The respite comes when B. and I find we can’t manoeuvre the wheelchair on the dirt paths well enough to take my mother on the walking tour. After much discussion she tells us just to leave her in the shade somewhere – it’s hot and windless – and do it without her. We’re hesitant but park her under a tree next to a trio of elderly Pueblo ladies who are selling necklaces and rings laid out on an old folding card table. Mavis insists she will be OK but when I look back I can’t help noticing she looks pink and exhausted and a bit frightened of the ladies.

The tour, led by a somewhat zombie-like young Native American woman, turns out to be perfunctory. She recites a canned history of the place in somnambulist fashion; shows us the Indian cemetery and explains that everyone in it is buried upright. We see adobe huts under repair and hear about the bricks used; she points out the mud ovens that the year-round inhabitants – some of whom are gazing suspiciously out of their dirt windows at us as we go by – use to bake bread. Though the Taos Pueblo is without electricity, gas or running water, she explains, residents are forbidden to use the nearby stream for bathing or cooking or anything else: it belongs to the spirit-ancestors and cannot be sullied. We, the gaping white tourists, all have the same question: then where do people go to the bathroom? Our guide remains impassive and unsmiling: she’s obviously heard the question a zillion times before. Either they go to some communal toilets at the little shopping centre outside the Pueblo’s main gate, she says, or else they use a utensil. Some of us laugh uneasily at the thought; a rake in the group yells out: chamberpots! More awkward tittering. Still as if in a trance, the Indian maiden announces the end of the tour, drops us in front of the souvenir shops and coolly collects all the tips that the hard-looking woman back at the ticket booth – a fat and somewhat sinister personage with homemade tattoos, pockmarks and huge brown bloodshot eyes – has instructed us to pay her.

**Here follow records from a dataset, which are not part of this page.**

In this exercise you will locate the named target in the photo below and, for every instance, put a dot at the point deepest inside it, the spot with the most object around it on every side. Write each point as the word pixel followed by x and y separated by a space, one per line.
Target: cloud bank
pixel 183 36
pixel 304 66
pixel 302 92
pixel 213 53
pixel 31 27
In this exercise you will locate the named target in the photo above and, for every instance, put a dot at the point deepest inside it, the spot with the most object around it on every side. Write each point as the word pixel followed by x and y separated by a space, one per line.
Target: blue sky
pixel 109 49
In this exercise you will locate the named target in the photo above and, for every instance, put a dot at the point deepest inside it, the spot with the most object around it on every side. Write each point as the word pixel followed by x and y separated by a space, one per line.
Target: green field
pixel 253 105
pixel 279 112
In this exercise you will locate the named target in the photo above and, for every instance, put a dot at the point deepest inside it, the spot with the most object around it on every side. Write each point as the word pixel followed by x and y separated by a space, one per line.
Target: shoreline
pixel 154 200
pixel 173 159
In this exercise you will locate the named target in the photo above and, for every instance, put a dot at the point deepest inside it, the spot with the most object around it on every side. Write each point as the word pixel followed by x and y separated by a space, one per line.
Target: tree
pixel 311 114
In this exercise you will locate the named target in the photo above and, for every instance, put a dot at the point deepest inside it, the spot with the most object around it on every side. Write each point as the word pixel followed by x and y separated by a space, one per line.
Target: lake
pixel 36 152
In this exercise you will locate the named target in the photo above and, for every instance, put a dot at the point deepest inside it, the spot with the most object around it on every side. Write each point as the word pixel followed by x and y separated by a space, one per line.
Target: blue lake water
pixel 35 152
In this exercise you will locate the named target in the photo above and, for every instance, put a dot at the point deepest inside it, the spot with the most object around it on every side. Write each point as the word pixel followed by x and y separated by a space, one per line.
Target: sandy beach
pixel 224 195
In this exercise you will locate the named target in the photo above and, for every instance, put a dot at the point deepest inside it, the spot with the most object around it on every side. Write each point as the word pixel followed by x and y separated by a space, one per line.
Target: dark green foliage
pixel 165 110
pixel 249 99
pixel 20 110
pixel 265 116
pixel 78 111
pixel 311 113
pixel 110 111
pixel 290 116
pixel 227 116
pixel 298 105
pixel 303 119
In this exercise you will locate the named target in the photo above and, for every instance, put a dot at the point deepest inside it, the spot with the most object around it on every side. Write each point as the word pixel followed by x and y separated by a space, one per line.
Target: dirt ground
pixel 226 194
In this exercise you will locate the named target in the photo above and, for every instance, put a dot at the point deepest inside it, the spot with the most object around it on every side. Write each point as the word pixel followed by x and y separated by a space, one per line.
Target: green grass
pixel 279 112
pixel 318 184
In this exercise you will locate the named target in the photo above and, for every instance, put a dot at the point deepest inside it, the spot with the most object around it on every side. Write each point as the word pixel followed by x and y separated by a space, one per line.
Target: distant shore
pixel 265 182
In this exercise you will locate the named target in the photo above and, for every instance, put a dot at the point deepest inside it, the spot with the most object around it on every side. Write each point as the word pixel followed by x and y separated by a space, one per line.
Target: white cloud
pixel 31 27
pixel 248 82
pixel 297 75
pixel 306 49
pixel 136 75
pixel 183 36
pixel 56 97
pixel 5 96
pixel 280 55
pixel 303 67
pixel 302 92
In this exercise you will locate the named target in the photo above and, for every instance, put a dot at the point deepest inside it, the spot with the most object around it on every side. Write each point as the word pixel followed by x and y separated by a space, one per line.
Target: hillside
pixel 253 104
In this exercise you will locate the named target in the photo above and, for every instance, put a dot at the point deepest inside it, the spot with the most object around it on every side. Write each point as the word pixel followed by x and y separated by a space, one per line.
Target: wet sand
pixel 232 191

It is with some relief that I spot my mother still under the tree. Alone in her wheelchair she looks vulnerable and dignified. It’s starting to hit me that she really can’t walk any more. That her vision is failing and won’t come back. I try to imagine such debility but can’t. She seems to be OK, though: she’s been chatting with the Indian ladies about jewellery-making and spreading the gospel of the internet and polymer clay. They all wave goodbye as we wheel her off, back through the ancient sawhorse barriers to the car. The late, lazy afternoon scene – turquoise sky, lofty ribbons of high cirrus, distant blue-black mountains on all sides – imparts a kind of tristesse. My mother and I are in some baffling place; I’m with her yet I miss her. I get pissy and crabby loading her back into the car. We eat a huge overpriced meal in Santa Fe – all those zucchini blossoms really add up – and my mother chatters away through most of it.

Yet at some point during our remaining days a lot of the daughter-angst starts to drop away. Like some frantic, dusty, overturned bug, I finally stop waving my many legs about and lie still. I will simply wait – I decide – for someone either to turn me right side up or squash me underfoot. (Can the latter indeed be much worse than a very intense massage? Cr-runch! A-h-h … !) I’m definitely calmer – even starting to enjoy myself. Maybe it’s the spirit-ancestors. Or maybe it’s Agnes. Because we do catch up with her: we find the small but exquisite room devoted to her at the Harwood Museum in Taos and make a beeline for it.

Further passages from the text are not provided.